Climate & Corruption Case Atlas - Climate Governance Integrity Programme

  • Zimbabwe

Kariba REDD+ project faces scrutiny after carbon credit integrity concerns and contract termination

Corruption Type

Greenwashing, Mismanagement

Integrity concerns in large-scale forest carbon projects
The Kariba REDD+ project, one of the largest forest conservation offset initiatives globally, was designed under the REDD+ mechanism to generate carbon credits by preventing deforestation. These credits were sold on voluntary carbon markets to corporations seeking to offset their emissions.

However, scrutiny intensified in 2023 after investigative reporting suggested that the project may have issued more carbon credits than justified by its actual emissions reductions. Such over-crediting undermines the environmental integrity of offsets, allowing buyers to claim emissions reductions that may not have occurred in reality.

In 2025, these concerns were formally validated when Verra concluded that approximately 57 per cent of issued credits were excess, primarily due to inflated deforestation baselines. This confirmed that a substantial portion of the project’s claimed climate impact was overstated.

According to South Pole, it kept 25 per cent of profits, but documents show it kept 42 per cent; its Zimbabwean partner kept 30 per cent while communities that should have been funded to stop deforestation got only 28 per cent.

Shifting accountability
In February 2023, South Pole publicly defended the Kariba project, asserting that all credits issued during its first 10-year crediting period were valid and rejecting claims of over-issuance.
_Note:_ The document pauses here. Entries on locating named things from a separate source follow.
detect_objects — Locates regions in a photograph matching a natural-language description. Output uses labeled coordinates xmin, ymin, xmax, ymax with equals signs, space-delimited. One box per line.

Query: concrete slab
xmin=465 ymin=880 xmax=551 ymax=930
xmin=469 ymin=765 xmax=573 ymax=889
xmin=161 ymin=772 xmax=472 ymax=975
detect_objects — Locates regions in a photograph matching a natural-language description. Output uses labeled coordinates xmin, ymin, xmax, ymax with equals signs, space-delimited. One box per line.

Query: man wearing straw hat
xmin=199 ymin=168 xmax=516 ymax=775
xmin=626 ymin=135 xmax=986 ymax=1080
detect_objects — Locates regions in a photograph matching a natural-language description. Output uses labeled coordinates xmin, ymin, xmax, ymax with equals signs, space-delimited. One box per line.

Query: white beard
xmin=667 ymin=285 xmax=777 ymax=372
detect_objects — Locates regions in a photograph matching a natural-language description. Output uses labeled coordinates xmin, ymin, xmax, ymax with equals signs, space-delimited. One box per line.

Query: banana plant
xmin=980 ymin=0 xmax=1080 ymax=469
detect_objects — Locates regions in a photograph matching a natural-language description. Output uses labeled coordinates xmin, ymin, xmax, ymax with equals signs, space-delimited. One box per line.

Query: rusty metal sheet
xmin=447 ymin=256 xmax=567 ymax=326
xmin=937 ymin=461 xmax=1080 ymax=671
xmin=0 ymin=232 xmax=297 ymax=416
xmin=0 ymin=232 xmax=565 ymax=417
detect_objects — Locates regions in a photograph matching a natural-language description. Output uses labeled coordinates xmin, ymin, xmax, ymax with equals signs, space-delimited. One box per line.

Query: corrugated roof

Yet by October 2023, the company reversed course and terminated its agreement with Carbon Green Investments, citing concerns linked to project management and credibility. The abrupt shift raised questions about due diligence processes, internal oversight, and the robustness of verification standards in the voluntary carbon market.
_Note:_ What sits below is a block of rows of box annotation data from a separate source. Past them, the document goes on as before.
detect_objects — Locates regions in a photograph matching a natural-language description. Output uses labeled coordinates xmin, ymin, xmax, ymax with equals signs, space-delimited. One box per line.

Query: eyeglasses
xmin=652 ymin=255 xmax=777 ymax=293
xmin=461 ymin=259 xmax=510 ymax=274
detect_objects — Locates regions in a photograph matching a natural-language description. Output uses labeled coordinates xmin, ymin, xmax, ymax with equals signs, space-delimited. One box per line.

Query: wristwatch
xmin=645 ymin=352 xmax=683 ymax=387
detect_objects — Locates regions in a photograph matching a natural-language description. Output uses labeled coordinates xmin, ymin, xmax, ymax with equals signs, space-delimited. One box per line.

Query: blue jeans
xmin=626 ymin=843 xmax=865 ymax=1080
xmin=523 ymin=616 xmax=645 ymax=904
By 2025, South Pole had fully exited the project and publicly distanced itself from its outcomes, while cooperating with external investigations. The company also committed to cancelling a significant volume of credits it still held, reflecting reputational and liability concerns.

Meanwhile, the project developer, Carbon Green Investments, has disputed aspects of the findings, and the project itself has continued operating locally despite its suspension from major carbon certification systems.
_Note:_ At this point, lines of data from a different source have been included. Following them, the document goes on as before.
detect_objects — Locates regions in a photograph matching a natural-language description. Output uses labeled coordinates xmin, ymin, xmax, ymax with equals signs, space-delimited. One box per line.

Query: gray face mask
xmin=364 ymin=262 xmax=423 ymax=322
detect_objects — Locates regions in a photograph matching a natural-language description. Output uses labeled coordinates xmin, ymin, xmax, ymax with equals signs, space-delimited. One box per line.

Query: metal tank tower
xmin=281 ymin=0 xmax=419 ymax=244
Systemic risks in carbon certification
This case highlights structural weaknesses in the governance of voluntary carbon markets, where private certifiers, project developers, and intermediaries operate with limited regulatory oversight. The Kariba case also exposed challenges in enforcement, particularly when projects exit certification registries, limiting the ability of standards bodies to impose corrective measures.

Key concerns include:

  • Incentives for over-crediting: Financial returns are linked to the volume of credits issued, creating pressure to inflate baselines or projections.
  • Weak oversight and fragmented roles: Developers, certifiers, and intermediaries operate with overlapping but unclear accountability.
  • Limited transparency: Project-level data and methodologies are often inaccessible or difficult to independently verify.

The Kariba controversy has become emblematic of broader concerns surrounding REDD+ and voluntary carbon markets. It adds to growing calls for stronger regulation, standardised methodologies, and independent oversight mechanisms.